I decided to head into the mall and explore. Bad idea. All the high heels in the windows were closing in on me. I walked past the Apple store…man…what happened with that place? They’re trying to be too cute now and walking past an Apple store is like looking at ants crawl all over something that used to be prettier, or at least would be prettier without the ants. Kind of like a Dali painting. Horrible vibes. Garbage idea. Let me out.

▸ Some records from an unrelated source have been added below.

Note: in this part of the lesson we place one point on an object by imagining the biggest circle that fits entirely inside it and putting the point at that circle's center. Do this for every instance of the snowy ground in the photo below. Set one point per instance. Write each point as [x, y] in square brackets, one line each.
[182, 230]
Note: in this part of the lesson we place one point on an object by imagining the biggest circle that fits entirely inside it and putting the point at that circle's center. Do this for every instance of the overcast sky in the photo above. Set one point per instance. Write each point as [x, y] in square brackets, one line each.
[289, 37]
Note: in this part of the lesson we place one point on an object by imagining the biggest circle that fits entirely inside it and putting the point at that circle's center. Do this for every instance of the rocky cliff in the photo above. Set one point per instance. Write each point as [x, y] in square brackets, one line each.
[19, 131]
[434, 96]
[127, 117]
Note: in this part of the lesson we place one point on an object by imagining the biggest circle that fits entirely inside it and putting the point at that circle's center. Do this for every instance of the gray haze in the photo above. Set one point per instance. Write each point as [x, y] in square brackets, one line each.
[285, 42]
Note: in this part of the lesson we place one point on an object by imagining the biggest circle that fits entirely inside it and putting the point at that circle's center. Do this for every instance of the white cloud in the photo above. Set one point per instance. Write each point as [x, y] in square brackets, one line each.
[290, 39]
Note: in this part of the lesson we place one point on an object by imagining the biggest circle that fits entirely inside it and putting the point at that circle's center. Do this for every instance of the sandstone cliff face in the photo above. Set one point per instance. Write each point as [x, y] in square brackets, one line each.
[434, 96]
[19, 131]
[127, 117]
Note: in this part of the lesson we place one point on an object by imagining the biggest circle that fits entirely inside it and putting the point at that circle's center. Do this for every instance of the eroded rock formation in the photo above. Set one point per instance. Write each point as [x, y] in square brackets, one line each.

I’d been chugging water like a refugee ever since I left the ABC store with that huge water bottle and now I needed to find a bathroom somewhere on these streets. If I didn’t, I had to either lose my dignity and piss in a bush or lose my dignity and piss in my jeans. I knew the nearest hotel pretty well and was reasonably confident that I could find a bathroom in there. I found one with satisfying quickness and tried the door. Guests only. Room key required to get in. “No Scumbags”. I decided to use the classic “tailgating” technique and either wait for a guest to come or wait for someone to come out. An employee came out and held the door for me as he exited. Thank god he got there soon enough. Properly drained I headed back out, which brings us to where we were at the beginning of this story. I need a pen and paper and I needed eyes that looked a little less crimson. I figured the really big ABC store on the corner nearest to me would have what I needed.
I saw someone I thought I knew across the street playing drums. I considered saying hi but in the end, I decided against it…some ambient rowdiness drove me away with a weird feeling. Oh well, on to the ABC store. Slow motion chaos. I swam through the aquarium of Japanese people and found a section which resembled a “writing supplies” section. I wanted to write. I figured it would calm my, as of late, anxious mind. I found a bunch of really girly or just plain silly looking notepads and journals. “Hello Kitty” journals and pink flowery abominations…apparently only little girls like to write in notebooks. I settled on the least ridiculous-looking notebook I could find (Hawaiian Islands theme) and grabbed a pen from a display case which read “Island Pens”. I grabbed the drops as well, payed, and forgot my debit card on the counter. I stupidly took it back from the clerk. “Sir, your card,” had the cadence of “Sir, what the fuck is the matter with you?” I walked out and hit Kalakaua. I began to daydream and was quickly snapped back to where I was by three Japanese girls walking by, crying like white girls do when they’re leaving the club. Hope everything is ok there.
I sat down at a nice, secluded table right off the main sidewalk to write. I had to move because of a weird rugby team/R&B dance group vibe coming from the street performers closest to me, as well as all the “something-something-bottles-in-the-club” autotuned schlock coming from the cell phone accessory stand right near me. I relocated to a coffee shop. As I stood in line, I looked for snacks. I was hungry and the bag of chocolate covered macadamia nuts that cost $15 looked great from where I was standing. Although it was tempting, I ended up deciding against it and after the Glenn Headly look-alike in line ahead of me ordered her coffee, I went for a papaya and a croissant. I finally got my oasis and began to write until I felt satisfied, went back to the room and collapsed.